I did not expect him to become disillusioned, certainly, with the Soviet Union. I am not, of course, sure that he did become disillusioned with it. It just seemed unlike him to come back to this country when he said he would never live in either as a capitalist or as a worker.
Mr. Jenner. When did he say that?
Mr. Thornley. He said that at a press conference in Moscow according to the papers.
Mr. Jenner. This was something you read in the Stars and Stripes?
Mr. Thornley. I don't know whether I read this in the Stars and Stripes or whether I read this—I certainly read it when he came back from Russia, I remember. It was in the article from the Times my folks sent me. Said when he had left for the Soviet Union he had said such-and-such, quote.
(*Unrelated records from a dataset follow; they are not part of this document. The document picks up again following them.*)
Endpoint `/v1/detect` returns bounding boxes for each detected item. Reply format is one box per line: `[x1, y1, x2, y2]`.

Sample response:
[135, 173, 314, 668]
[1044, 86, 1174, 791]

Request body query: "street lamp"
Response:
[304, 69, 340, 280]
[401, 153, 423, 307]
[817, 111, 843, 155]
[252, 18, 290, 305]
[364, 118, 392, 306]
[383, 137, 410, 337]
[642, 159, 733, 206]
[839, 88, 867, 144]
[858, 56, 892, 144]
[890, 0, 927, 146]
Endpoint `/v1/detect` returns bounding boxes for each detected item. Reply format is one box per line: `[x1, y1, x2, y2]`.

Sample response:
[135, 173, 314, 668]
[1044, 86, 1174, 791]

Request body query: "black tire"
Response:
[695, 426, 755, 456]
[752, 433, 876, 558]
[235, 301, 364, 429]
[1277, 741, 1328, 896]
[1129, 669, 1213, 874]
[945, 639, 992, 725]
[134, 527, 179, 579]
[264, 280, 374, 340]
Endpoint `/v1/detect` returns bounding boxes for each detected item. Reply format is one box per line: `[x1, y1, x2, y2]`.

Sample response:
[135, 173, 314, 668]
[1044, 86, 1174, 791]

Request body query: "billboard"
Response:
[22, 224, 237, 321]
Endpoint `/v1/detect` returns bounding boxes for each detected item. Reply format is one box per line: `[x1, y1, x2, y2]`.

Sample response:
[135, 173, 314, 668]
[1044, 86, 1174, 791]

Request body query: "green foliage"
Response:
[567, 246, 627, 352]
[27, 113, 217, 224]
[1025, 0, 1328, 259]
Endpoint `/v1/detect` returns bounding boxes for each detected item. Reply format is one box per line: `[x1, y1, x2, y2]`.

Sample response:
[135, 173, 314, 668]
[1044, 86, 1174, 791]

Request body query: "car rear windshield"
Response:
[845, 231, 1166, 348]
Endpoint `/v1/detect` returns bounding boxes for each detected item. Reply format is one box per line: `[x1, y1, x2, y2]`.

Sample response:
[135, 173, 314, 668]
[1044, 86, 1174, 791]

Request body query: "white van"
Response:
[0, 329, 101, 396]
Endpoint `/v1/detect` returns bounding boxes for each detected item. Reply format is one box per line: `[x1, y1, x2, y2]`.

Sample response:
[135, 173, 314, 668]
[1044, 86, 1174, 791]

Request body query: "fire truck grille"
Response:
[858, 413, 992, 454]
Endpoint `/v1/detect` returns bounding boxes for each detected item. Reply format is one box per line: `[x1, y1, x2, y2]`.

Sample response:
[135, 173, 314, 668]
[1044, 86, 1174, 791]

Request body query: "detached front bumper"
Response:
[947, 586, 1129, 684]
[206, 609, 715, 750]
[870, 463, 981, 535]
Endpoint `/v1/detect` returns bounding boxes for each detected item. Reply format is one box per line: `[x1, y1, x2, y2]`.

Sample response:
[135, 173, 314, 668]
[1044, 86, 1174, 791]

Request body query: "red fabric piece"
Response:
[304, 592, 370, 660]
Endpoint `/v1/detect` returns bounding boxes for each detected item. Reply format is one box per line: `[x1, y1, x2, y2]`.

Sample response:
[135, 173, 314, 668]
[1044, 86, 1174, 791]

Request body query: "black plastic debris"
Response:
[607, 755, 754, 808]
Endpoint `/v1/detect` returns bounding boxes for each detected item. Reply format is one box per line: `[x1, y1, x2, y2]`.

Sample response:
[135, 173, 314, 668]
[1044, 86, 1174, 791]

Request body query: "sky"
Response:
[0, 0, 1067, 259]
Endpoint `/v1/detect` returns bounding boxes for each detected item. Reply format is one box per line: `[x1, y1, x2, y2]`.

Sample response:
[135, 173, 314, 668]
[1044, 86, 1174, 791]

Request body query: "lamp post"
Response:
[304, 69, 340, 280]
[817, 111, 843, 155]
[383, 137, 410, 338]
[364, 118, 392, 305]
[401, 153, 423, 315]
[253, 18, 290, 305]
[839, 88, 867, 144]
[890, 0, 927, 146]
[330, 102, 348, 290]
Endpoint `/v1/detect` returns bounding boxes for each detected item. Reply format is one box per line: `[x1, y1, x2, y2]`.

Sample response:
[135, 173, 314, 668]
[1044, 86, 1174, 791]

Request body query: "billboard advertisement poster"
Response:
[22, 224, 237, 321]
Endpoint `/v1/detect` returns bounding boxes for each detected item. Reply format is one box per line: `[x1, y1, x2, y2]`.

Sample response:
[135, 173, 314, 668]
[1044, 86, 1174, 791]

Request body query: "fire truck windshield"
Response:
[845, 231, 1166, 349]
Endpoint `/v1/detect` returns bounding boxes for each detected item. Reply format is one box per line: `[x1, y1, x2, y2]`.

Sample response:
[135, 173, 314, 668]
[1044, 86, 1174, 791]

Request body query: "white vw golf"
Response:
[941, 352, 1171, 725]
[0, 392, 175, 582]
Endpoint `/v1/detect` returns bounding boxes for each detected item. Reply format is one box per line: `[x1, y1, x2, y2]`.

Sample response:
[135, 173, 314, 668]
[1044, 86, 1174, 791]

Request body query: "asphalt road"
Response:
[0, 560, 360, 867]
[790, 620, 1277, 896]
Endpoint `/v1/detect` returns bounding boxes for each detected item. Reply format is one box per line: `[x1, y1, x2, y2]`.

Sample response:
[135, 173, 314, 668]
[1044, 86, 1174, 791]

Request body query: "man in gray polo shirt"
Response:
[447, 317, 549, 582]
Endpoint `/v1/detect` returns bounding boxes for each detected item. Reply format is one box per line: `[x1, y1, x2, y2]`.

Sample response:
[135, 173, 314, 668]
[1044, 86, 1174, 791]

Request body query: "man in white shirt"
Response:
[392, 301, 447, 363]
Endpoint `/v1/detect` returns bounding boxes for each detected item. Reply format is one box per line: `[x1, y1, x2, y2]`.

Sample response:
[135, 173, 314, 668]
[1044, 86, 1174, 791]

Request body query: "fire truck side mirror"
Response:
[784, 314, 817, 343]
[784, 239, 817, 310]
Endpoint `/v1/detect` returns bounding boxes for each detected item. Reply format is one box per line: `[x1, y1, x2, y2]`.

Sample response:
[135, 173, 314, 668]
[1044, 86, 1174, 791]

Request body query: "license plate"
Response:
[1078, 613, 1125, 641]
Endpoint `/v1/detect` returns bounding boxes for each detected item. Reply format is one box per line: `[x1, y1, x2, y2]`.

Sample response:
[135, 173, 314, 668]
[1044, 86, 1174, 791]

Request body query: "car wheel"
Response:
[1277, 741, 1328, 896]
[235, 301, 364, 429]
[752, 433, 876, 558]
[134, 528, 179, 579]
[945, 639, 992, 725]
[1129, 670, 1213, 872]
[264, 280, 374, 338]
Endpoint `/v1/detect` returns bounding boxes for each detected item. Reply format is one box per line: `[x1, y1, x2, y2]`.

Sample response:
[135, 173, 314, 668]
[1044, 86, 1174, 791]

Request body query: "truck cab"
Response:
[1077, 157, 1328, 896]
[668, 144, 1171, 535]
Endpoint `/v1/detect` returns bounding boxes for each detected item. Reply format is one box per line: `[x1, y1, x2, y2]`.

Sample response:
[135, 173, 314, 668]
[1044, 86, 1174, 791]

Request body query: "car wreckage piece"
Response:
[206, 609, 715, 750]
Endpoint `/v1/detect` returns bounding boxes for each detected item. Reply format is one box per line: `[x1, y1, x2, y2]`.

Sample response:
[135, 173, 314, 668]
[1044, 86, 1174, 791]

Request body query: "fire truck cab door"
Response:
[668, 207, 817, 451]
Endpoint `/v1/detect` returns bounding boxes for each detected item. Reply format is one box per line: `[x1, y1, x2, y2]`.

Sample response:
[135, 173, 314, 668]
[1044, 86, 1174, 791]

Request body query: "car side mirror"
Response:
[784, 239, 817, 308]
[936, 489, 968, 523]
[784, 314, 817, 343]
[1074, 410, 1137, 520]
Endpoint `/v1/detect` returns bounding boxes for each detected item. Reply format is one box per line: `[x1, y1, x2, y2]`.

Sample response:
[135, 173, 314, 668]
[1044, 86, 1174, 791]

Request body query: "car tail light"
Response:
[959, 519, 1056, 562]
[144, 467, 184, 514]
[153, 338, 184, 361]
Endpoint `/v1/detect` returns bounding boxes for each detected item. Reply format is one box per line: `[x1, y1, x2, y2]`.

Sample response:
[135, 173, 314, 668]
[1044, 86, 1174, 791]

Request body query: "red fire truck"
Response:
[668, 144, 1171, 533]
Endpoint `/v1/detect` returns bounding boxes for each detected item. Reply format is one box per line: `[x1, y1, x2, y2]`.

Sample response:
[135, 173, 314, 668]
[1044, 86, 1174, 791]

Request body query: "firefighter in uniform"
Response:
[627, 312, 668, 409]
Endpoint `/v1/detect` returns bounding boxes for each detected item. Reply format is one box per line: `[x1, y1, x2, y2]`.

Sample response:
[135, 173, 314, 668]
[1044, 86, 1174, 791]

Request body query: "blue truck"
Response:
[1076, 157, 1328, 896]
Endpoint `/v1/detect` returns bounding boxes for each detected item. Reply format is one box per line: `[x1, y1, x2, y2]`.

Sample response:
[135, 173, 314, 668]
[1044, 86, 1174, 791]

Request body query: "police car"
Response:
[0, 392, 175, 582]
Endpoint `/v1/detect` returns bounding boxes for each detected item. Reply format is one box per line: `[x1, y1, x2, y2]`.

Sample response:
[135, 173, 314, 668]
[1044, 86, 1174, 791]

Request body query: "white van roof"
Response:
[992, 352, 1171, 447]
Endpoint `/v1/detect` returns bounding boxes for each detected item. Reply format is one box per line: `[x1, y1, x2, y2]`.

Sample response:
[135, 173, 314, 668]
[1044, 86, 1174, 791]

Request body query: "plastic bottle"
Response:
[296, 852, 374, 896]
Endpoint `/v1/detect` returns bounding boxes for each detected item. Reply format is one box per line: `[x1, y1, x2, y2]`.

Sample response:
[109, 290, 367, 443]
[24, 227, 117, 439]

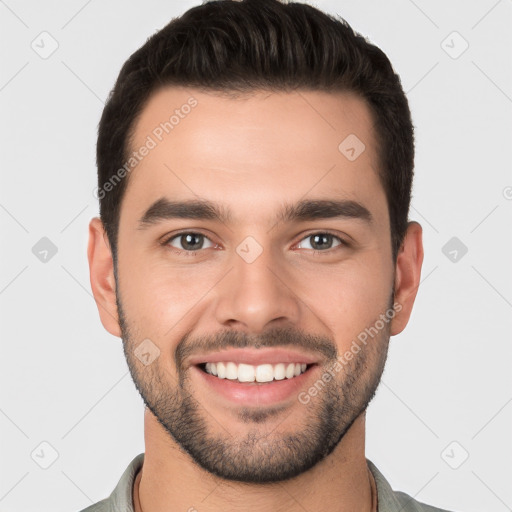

Mr. Jenner. You said you did not expect him to become disillusioned with Soviet Russia. Was it your impression at any time, take the several stages, that he had a conviction with respect to any form of political philosophy or government?
Mr. Thornley. Well, he did definitely always before and after have a Marxist bias. From anything that has come to me, that has never—I have never reason—never had reason to doubt that.
Mr. Jenner. That, you think, was a conviction?
Mr. Thornley. I think that was an irrevocable conviction, you might say.
Mr. Jenner. You do not think it was not merely a theoretical concept which he used for argumentation?